A foca-monge do Mediterrâneo ou lobo-marinho (nome científico: Monachus monachus) é a única espécie de foca residente em território português. O contacto inicial dos portugueses com este mamífero marinho remonta a 1420, quando João Gonçalves Zarco descobriu a Ilha da Madeira e, em particular, uma zona costeira a oeste do Funchal batizada de “Câmara de Lobos”. Presumo que não tenhamos causado uma primeira boa impressão junto das focas, uma vez que o historiador açoriano Gaspar Frutuoso descreve este encontro do seguinte modo: “Aqui se meteram com os batéis e acharam tantos lobos-marinhos que era espanto; e não foi pequeno refresco e passatempo para a gente; porque mataram muitos deles e tiveram na matança muito prazer e festa”. A foca-monge continuou a ser caçada devido à sua pele e óleo nos séculos seguintes e, em meados do século XX, já tinha sensatamente aprendido a refugiar-se longe da presença humana em partes remotas da Madeira e nas Ilhas Desertas.
Depois da Revolução de 1974, regressaram ao arquipélago pescadores madeirenses vindos de Angola, que trouxeram consigo redes de emalhar. Só que o uso desta nova arte de pesca pouco seletiva causou o gradual declínio dos recursos pesqueiros. Para além disso, e a provar que nem tudo o que vem à rede é peixe, as focas que tentavam chegar ao peixe capturado ficavam por vezes presas nas redes e morriam por afogamento. Os pescadores é que não ficaram muito contentes com esse interesse das focas, o que aumentou a sua morte intencional. Como resultado, o número de focas no arquipélago em meados dos anos 80 era apenas de seis a oito indivíduos, confinados às Desertas- a espécie estava, portanto, à beira da extinção naquela região…
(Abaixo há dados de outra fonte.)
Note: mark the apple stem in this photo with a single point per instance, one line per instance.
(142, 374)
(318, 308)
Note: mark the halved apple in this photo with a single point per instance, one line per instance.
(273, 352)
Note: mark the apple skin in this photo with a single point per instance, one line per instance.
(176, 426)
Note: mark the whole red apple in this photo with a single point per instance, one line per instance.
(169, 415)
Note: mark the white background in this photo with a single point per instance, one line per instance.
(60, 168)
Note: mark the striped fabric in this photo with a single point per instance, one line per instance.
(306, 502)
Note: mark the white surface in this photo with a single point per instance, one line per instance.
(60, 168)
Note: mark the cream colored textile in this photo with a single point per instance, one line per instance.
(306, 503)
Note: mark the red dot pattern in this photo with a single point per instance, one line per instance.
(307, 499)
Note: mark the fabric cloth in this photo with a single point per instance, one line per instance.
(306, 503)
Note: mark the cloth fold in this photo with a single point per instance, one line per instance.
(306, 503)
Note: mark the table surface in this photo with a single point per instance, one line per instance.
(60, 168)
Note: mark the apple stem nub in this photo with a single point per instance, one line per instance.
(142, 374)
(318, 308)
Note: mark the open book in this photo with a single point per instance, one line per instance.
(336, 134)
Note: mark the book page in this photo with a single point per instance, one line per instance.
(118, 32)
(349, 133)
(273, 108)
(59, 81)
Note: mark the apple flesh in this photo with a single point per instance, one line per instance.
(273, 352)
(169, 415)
A União Europeia criou um projecto que decorreu entre 1988 e 1990 suportado por fundos comunitários possibilitou a construção de uma estação de observação na Deserta Grande e a contratação de vigilantes que fiscalizavam e sensibilizavam os pescadores. Temendo a reação dos pescadores, e a pedido do Governo Regional, evitou-se a designação de Reserva e classificou-se inicialmente as Desertas como “Área de Proteção Especial”. Antes que a legislação de proibição de uso de redes entrasse em vigor, os pescadores tiveram oportunidade de escolher uma arte de pesca mais sustentável, cuja aquisição foi financiada pelo projecto.
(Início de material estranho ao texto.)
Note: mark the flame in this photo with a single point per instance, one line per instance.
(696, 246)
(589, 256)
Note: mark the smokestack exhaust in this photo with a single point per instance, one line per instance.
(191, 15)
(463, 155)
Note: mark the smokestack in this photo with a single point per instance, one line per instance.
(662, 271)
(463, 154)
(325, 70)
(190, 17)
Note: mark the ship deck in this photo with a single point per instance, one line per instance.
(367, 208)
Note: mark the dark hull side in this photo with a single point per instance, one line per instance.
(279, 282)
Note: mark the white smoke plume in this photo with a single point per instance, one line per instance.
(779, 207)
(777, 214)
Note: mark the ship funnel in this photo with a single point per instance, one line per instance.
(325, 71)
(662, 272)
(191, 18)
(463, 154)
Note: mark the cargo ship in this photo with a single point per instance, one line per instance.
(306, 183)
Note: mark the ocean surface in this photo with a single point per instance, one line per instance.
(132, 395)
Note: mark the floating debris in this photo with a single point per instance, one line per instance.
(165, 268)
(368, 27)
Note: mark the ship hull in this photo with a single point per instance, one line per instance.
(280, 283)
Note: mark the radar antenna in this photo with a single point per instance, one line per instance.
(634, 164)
Em virtude destas medidas, bem como da monitorização e estudo da foca-monge, ações de sensibilização ambiental e um programa de recuperação de animais doentes e feridos, a população deste mamífero marinho tem crescido no arquipélago ao longo das duas últimas décadas, tendo atingindo cerca de 20 indivíduos no início do milénio e sendo estimada atualmente em 30 a 35 indivíduos. A estima dos pescadores pela foca-monge também parece estar a aumentar apesar de uns conflitos pontais, segundo revelou um estudo recente.
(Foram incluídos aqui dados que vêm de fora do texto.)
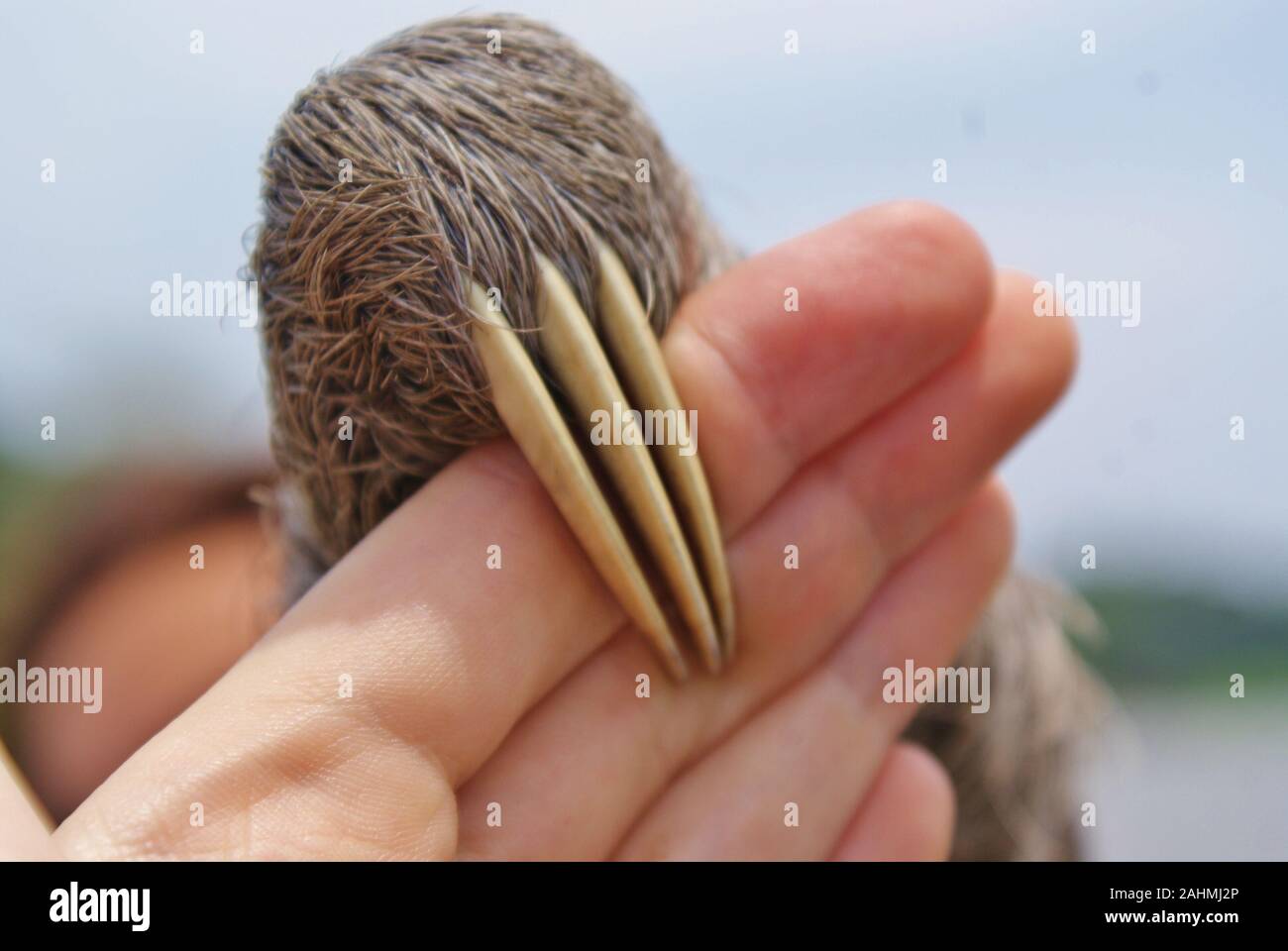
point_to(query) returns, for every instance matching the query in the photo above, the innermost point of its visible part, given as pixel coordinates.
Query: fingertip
(925, 781)
(909, 814)
(1050, 342)
(932, 241)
Não gostava de desiludir os leitores com um banho de água fria depois desta história de sucesso, mas a verdade é que a foca-monge continua a estar “criticamente ameaçada” de extinção, com uma população mundial de 350 a 450 indivíduos e uma tendência geral de regressão. O arquipélago da Madeira, juntamente com as Ilhas Spades na Grécia, são assim dois pequenos oásis onde as populações contrariam esta tendência de decréscimo. Portanto, veremos num futuro próximo se a história da recuperação da foca-monge na Madeira foi apenas um dos últimos fôlegos antes da sua extinção ou se será possível generalizar as medidas acima descritas e corrigirmos definitivamente aquela primeira má impressão deixada por Gonçalves Zarco e seus contemporâneos.